Blumenthal, Durbin, Warren, Brown Demand Education Department Stop Unrestrained Flow of Federal Funds to Potentially Fraudulent For-Profit Schools
(WASHINGTON, D.C.) - Today, U.S. Senators Richard Blumenthal (D-Conn.), Dick Durbin (D-Ill.), Elizabeth Warren (D-Mass.), and Sherrod Brown (D-Ohio) demanded the U.S. Department of Education (ED) immediately take action to stop millions in federal funds from being provided to potentially fraudulent for-profit institutions, as uncovered by a recent report in The New York Times. In writing to ED Under Secretary Ted Mitchell, the senators implored ED to increase efforts to prevent student aid funding from going to fraudulent institutions, specifically by working with state and federal authorities currently investigating for-profit schools to determine appropriate spending restrictions. In a recent letter to ITT Educational Services, Inc. (ITT), ED cited a civil action brought by the U.S. Securities and Exchange Commission as part of the rationale for imposing additional requirements on ITT's participation in federal student aid programs.
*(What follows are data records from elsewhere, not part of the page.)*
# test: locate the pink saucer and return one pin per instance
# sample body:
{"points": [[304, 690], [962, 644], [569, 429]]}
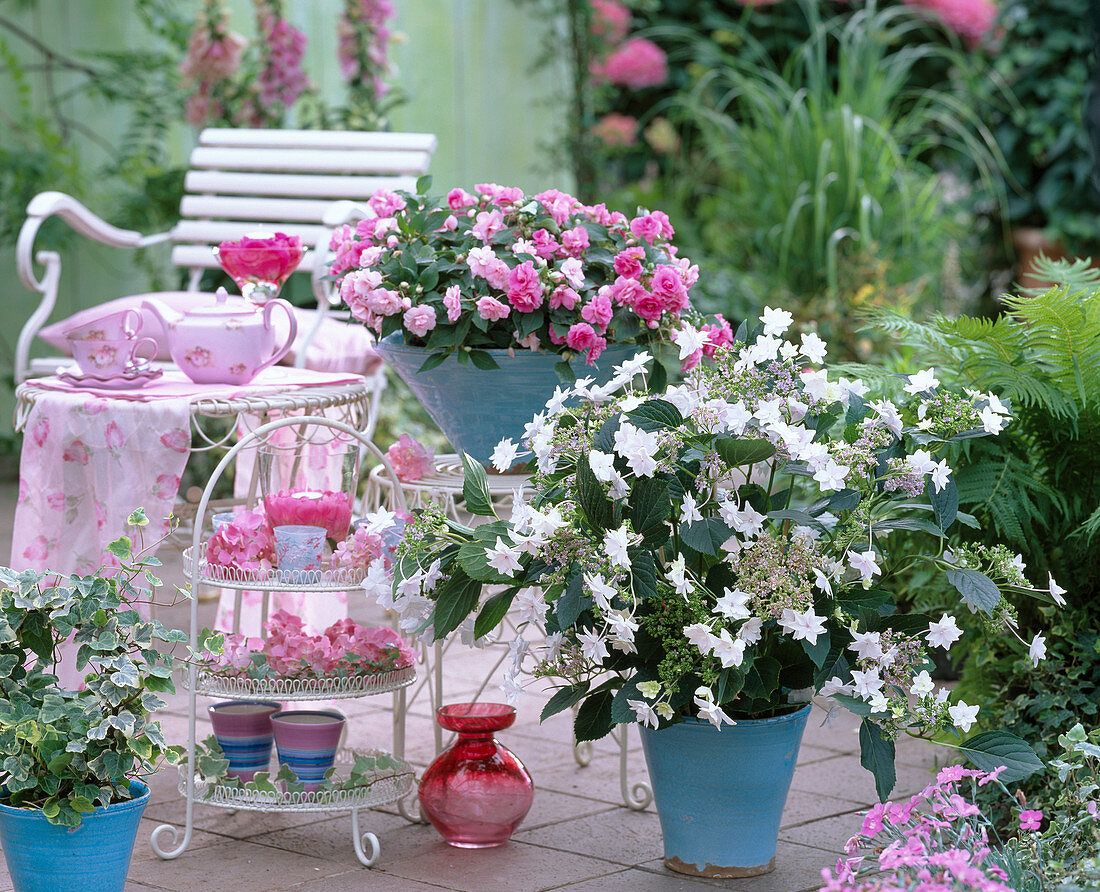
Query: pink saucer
{"points": [[110, 382]]}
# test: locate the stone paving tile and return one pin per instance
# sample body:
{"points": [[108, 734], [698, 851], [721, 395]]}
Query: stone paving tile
{"points": [[232, 865], [514, 867], [617, 835], [798, 869], [828, 833]]}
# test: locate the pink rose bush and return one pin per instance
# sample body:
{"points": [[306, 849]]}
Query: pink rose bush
{"points": [[343, 649], [498, 268], [248, 542]]}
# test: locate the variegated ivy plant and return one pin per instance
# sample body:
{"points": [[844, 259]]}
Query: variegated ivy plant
{"points": [[64, 752]]}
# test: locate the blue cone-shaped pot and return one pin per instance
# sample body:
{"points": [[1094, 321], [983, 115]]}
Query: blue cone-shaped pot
{"points": [[95, 857], [719, 794], [476, 408]]}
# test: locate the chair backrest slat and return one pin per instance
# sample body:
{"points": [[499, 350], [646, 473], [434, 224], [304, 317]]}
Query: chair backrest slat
{"points": [[332, 187], [245, 182]]}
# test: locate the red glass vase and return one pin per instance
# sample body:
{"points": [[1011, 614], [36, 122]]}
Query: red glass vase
{"points": [[476, 792]]}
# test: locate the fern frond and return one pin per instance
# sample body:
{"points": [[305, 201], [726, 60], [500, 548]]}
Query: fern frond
{"points": [[1078, 275]]}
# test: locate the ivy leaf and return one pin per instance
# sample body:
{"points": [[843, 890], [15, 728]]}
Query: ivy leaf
{"points": [[978, 590], [475, 488], [877, 756], [992, 749]]}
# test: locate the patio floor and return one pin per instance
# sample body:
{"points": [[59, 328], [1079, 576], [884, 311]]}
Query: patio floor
{"points": [[578, 835]]}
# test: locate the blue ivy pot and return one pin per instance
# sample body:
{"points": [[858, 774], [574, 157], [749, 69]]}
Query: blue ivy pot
{"points": [[476, 408], [44, 857], [719, 794]]}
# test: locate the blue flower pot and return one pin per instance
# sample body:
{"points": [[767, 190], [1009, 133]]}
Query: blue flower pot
{"points": [[719, 794], [476, 408], [43, 857]]}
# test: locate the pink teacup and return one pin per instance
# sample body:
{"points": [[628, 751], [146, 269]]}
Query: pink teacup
{"points": [[113, 327], [112, 358]]}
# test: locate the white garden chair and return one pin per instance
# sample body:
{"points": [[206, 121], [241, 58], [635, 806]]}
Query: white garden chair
{"points": [[240, 180]]}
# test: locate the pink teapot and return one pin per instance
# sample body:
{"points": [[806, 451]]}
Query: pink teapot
{"points": [[227, 342]]}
"As demonstrated by the catastrophic closure of Corinthian Colleges, Inc. earlier this year, the current program integrity structure does not provide sufficient protection to prevent federal dollars from being squandered at illegitimate institutions" the senators wrote. "Allowing fraudulent for-profit schools to continue collecting federal funding until they collapse is unacceptable."
"As an integral component of the program integrity triad designed to ensure institutional quality, ED has the responsibility and authority to curb the flow of federal financial aid funding going to for-profit schools that have defrauded their students."
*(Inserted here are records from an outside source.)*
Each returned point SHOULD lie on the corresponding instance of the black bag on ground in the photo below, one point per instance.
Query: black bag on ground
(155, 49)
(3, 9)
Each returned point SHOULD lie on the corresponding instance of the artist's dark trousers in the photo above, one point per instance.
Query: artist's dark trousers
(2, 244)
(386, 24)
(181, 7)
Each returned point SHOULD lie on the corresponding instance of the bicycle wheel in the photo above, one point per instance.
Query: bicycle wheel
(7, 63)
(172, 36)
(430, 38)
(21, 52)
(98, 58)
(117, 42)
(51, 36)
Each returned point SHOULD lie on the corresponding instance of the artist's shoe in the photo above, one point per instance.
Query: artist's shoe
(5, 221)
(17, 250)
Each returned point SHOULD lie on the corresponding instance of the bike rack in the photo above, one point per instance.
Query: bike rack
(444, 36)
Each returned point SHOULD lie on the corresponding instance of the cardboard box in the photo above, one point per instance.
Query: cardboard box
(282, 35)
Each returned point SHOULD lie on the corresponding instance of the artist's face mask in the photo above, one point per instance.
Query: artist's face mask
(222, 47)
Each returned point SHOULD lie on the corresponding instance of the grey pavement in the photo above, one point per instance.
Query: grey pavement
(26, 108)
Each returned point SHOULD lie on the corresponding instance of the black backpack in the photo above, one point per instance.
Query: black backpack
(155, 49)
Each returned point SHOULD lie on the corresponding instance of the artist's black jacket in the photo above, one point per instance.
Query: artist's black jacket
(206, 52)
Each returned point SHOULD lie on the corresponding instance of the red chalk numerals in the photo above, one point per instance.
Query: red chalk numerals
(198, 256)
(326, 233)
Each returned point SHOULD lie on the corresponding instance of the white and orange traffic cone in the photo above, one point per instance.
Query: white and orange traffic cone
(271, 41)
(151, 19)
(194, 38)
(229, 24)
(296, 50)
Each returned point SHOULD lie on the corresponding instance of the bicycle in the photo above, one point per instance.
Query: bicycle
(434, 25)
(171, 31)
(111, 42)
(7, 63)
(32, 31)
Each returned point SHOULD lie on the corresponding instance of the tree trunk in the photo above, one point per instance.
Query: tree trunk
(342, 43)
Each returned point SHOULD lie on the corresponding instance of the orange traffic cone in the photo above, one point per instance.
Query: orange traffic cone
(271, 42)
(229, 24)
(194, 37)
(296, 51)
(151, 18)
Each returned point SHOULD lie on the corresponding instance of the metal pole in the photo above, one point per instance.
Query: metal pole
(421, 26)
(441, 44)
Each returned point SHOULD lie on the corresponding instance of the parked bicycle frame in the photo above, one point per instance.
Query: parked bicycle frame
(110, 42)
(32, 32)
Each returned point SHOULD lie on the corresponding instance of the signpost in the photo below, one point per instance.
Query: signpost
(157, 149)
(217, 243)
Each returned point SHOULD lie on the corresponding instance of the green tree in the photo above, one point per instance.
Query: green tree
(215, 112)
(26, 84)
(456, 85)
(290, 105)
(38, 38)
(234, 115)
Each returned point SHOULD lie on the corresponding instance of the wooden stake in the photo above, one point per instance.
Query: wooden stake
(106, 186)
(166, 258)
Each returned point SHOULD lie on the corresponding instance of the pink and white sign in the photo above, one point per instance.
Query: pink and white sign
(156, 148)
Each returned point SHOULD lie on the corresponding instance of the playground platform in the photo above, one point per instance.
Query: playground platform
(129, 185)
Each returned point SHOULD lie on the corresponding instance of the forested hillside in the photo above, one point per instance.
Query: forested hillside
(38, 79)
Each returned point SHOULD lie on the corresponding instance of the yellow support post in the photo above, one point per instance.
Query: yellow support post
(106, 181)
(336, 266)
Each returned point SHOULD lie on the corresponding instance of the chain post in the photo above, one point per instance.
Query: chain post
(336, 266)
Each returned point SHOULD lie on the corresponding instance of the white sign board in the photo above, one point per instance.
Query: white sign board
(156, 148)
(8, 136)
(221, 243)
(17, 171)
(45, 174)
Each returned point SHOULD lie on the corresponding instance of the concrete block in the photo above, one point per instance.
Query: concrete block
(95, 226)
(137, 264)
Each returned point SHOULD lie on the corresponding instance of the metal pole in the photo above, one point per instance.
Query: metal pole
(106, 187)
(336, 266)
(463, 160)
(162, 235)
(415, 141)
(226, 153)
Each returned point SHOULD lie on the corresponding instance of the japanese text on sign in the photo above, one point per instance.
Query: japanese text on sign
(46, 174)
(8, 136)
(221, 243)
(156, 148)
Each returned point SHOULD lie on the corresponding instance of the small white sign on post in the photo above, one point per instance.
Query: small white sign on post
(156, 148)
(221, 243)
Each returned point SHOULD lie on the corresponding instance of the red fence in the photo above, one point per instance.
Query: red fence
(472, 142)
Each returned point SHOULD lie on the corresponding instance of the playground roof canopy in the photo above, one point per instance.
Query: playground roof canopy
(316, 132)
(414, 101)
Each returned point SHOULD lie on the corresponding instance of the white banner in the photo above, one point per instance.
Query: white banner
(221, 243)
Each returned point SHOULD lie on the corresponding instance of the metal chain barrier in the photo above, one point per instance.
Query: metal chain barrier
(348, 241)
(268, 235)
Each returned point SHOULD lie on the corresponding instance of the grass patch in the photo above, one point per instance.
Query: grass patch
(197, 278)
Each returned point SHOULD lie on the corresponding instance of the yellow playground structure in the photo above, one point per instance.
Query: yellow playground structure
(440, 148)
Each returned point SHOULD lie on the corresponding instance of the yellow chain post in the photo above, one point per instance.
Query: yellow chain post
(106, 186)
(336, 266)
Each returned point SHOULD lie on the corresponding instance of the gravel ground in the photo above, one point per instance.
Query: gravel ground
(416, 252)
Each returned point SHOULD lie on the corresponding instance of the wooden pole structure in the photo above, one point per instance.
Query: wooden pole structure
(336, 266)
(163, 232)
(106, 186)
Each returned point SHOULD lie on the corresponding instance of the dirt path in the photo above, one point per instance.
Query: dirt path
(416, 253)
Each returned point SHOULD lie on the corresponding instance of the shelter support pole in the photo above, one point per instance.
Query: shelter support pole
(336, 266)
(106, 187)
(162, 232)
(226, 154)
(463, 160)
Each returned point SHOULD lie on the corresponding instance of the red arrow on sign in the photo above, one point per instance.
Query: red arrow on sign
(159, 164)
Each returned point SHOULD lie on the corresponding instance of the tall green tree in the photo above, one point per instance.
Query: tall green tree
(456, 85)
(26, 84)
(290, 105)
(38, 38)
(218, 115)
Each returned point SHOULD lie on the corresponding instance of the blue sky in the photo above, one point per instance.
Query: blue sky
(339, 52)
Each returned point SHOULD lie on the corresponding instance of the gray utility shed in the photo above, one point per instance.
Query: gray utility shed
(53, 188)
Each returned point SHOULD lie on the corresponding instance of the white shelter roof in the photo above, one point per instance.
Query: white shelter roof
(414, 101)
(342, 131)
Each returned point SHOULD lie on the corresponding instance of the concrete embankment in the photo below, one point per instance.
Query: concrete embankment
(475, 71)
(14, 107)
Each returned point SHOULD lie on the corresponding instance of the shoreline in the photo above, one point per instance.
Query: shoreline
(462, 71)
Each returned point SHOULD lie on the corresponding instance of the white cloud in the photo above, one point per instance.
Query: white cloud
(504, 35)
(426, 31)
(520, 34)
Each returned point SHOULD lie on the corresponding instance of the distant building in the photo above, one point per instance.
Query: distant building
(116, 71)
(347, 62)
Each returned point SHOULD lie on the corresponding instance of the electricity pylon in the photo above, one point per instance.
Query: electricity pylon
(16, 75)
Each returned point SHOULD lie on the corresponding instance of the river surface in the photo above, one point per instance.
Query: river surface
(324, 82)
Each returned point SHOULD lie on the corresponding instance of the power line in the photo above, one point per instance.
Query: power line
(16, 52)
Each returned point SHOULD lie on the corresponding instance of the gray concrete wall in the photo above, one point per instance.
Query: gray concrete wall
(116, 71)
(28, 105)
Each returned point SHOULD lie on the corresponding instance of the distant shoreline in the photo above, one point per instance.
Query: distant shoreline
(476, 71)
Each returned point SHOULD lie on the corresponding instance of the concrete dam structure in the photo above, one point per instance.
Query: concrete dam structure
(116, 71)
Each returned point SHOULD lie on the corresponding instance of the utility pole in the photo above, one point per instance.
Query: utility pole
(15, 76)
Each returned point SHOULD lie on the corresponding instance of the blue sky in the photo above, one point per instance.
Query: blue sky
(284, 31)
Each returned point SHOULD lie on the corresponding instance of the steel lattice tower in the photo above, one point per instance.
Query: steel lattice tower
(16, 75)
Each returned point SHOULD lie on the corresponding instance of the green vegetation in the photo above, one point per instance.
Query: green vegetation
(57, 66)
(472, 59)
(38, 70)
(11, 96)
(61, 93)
"Many federal and state authorities, including a working group of 37 state Attorneys General, are investigating various for-profit institutions and collecting evidence of erroneous job placement rates, misrepresentations of credit transferability, and other fraudulent behavior. ED should request specific evidence from the investigating federal and state authorities and review such evidence to determine appropriate restrictions on the flow of federal student aid funding to the schools that are the subjects of such investigations."
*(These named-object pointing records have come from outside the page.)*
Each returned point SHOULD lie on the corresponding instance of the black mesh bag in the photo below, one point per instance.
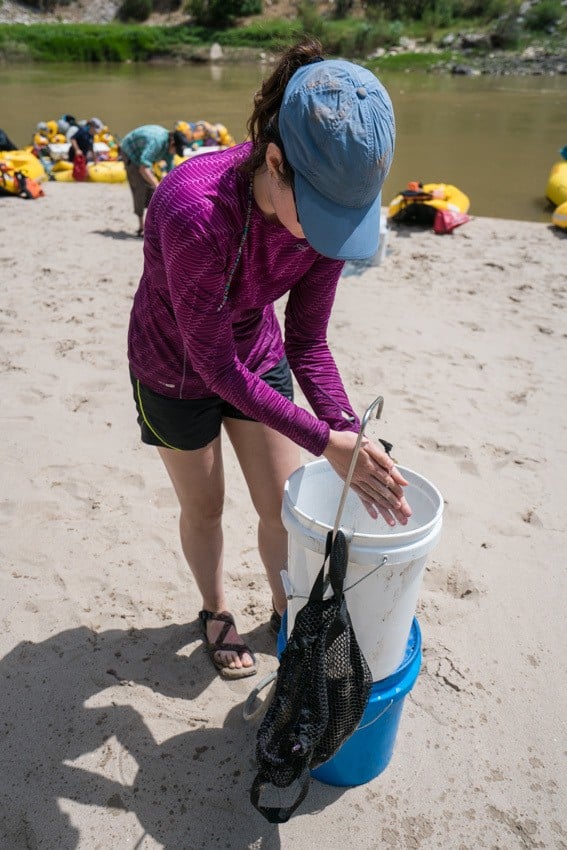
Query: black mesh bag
(322, 688)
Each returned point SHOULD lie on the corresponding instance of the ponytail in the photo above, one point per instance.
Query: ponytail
(263, 123)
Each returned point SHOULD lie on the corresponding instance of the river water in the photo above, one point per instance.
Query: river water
(493, 137)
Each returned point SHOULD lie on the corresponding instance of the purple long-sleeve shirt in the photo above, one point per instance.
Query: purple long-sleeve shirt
(180, 344)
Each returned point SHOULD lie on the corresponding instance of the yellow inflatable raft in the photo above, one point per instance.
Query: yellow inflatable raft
(556, 189)
(26, 162)
(420, 201)
(559, 217)
(112, 171)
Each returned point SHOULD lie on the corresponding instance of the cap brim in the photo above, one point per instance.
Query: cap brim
(341, 233)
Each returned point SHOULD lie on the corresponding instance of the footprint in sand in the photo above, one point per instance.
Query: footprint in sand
(459, 453)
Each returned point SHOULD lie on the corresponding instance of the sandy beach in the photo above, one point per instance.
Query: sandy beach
(116, 732)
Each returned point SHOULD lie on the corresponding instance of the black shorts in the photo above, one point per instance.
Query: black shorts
(188, 424)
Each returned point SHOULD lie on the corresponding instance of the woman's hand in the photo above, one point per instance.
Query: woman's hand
(375, 479)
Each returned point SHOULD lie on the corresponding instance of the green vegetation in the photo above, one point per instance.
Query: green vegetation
(344, 33)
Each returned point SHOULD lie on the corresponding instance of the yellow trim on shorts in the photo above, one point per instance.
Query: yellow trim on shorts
(147, 422)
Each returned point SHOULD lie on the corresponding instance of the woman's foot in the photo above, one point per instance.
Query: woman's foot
(230, 655)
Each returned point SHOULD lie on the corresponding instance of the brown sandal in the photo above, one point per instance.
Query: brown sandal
(219, 645)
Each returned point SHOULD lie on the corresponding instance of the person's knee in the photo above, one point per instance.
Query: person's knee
(203, 516)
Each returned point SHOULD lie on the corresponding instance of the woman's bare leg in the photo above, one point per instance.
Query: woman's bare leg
(198, 479)
(267, 459)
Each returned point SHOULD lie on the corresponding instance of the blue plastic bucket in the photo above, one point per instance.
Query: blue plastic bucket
(369, 749)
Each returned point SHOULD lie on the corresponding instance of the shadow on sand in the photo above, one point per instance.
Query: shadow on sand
(189, 791)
Full text of the letter can be viewed here and below.
October 20, 2015
Dear Mr. Mitchell:
We are concerned that for-profit schools which are under investigation for fraudulent behavior continue to enjoy unrestrained access to federal student aid. The Department of Education (ED) should take immediate action to limit or otherwise condition continued student aid funding based on evidence uncovered by federal and state authorities. As demonstrated by the catastrophic closure of Corinthian Colleges, Inc. earlier this year, the current program integrity structure does not provide sufficient protection to prevent federal dollars from being squandered at illegitimate institutions. Allowing fraudulent for-profit schools to continue collecting federal funding until they collapse is unacceptable.
As an integral component of the program integrity triad designed to ensure institutional quality, ED has the responsibility and authority to curb the flow of federal financial aid funding going to for-profit schools that have defrauded their students. The Department should not rely solely on evidence uncovered by its own Federal Student Aid (FSA) program reviews. Many federal and state authorities, including a working group of 37 state Attorneys General, are investigating various for-profit institutions and collecting evidence of erroneous job placement rates, misrepresentations of credit transferability, and other fraudulent behavior. ED should request specific evidence from the investigating federal and state authorities and review such evidence to determine appropriate restrictions on the flow of federal student aid funding to the schools that are the subjects of such investigations.
The Federal Regulations regarding misrepresentation (34 C.F.R. § 668.71), which were augmented by ED in 2010, allow the Department to restrict or revoke an institution's participation in Title IV federal student aid programs based on fraudulent behavior. It is important to note that the regulations do not require such fraudulent behavior to have been discovered by ED, allowing the Department to utilize the evidence that has been uncovered by other law enforcement or regulatory authorities, such as the U.S. Securities and Exchange Commission. We urge ED to develop partnerships with such authorities as quickly as possible, and to clarify the standards that would satisfy the Department's threshold for substantial misrepresentation sufficient to merit Title IV funding restrictions.
For the large number of for-profit institutions that are under investigation by federal and state authorities, we urge the Department to use evidence of fraudulent misrepresentation uncovered by such investigations to place appropriate limitations on institution participation in the Title IV federal student aid programs. We look forward to your response.